Prepreg 3 (Using 2116 E-Glass Fiber Fabric)

The resin compositions in different Embodiments (E1 to E19) and Comparative embodiments (C1 to C10) listed in Table 1 to Table 7 were respectively put into an impregnation tank in batches. The glass fiber fabric (such as 2116 E-glass fiber fabric) was passed through the above impregnation tank, and the resin compositions were adhered to the glass fiber fabric. After heating at 130° C. for 4 minutes, the resin compositions were turned into the semi-cured state (B-Stage) to obtain the prepreg 3 (the resin content is about 58%).

Prepreg 4 (Using 1080 L-Glass Fiber Fabric)

The resin compositions in different Embodiments (E1 to E19) and Comparative embodiments (C1 to C10) listed in Table 1 to Table 7 were respectively put into an impregnation tank in batches. The glass fiber fabric (such as 1080 L-glass fiber fabric) was passed through the above impregnation tank, and the resin compositions were adhered to the glass fiber fabric.
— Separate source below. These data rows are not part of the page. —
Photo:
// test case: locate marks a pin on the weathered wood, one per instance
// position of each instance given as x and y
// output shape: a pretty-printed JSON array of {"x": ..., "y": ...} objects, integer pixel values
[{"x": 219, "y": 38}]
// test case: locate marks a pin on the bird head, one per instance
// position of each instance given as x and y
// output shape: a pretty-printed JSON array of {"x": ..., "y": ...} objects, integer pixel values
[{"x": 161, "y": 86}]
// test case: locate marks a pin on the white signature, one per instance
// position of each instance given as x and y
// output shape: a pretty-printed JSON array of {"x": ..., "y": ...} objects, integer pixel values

After heating at 130° C. for 4 minutes, the resin compositions were turned into the semi-cured state (B-Stage) to obtain the prepreg 4 (the resin content is about 70%).

Copper-Containing Laminate 1 (or Called as Copper-Clad Laminate 1, which was Prepared by Laminating Two Prepregs 1)

Two reverse treated copper foils (RTFs) with a thickness of 18 μm and the same two aforementioned prepregs 1 were provided. One reverse treated copper foil, two prepregs 1 and one reverse treated copper foil were laminated in sequence, and the lamination was performed under a vacuum condition at 500 psi and 220° C. for 150 minutes to obtain a copper-containing laminate 1, which was prepared by laminating two identical prepregs 1.

Copper-Free Laminate 1

The aforesaid copper-containing laminate 1 was etched to remove the copper foils on both sides to obtain a copper-free laminate 1, which was formed by laminating two prepregs 1.

Copper-Containing Laminate 2 (which was Prepared by Laminating One Prepreg 2)

The method for preparing the copper-containing laminate 2 is similar to that of the copper-containing laminate 1, and the difference is that the copper-containing laminate 2 is prepared by one prepreg 2.

Copper-Free Laminate 2

The aforesaid copper-containing laminate 2 was etched to remove the copper foils on both sides to obtain a copper-free laminate 2, which was formed by laminating one prepreg 2.

Copper-Containing Laminate 3 (or Called as Copper-Clad Laminate 3, which was Prepared by Laminating Eight Prepregs 3)

Two hyper very low profile 3 (HVLP3) copper foils with a thickness of 18 μm and the same eight aforementioned prepregs 3 were provided. One copper foil, eight prepregs 3 and one copper foil were laminated in sequence, and the lamination was performed under a vacuum condition at 500 psi and 220° C. for 150 minutes to obtain a copper-containing laminate 3, which were prepared by eight identical prepregs 3.

Copper-Free Laminate 3

The aforesaid copper-containing laminate 3 was etched to remove the copper foils on both sides to obtain a copper-free laminate 3, which was formed by laminating eight prepregs 3.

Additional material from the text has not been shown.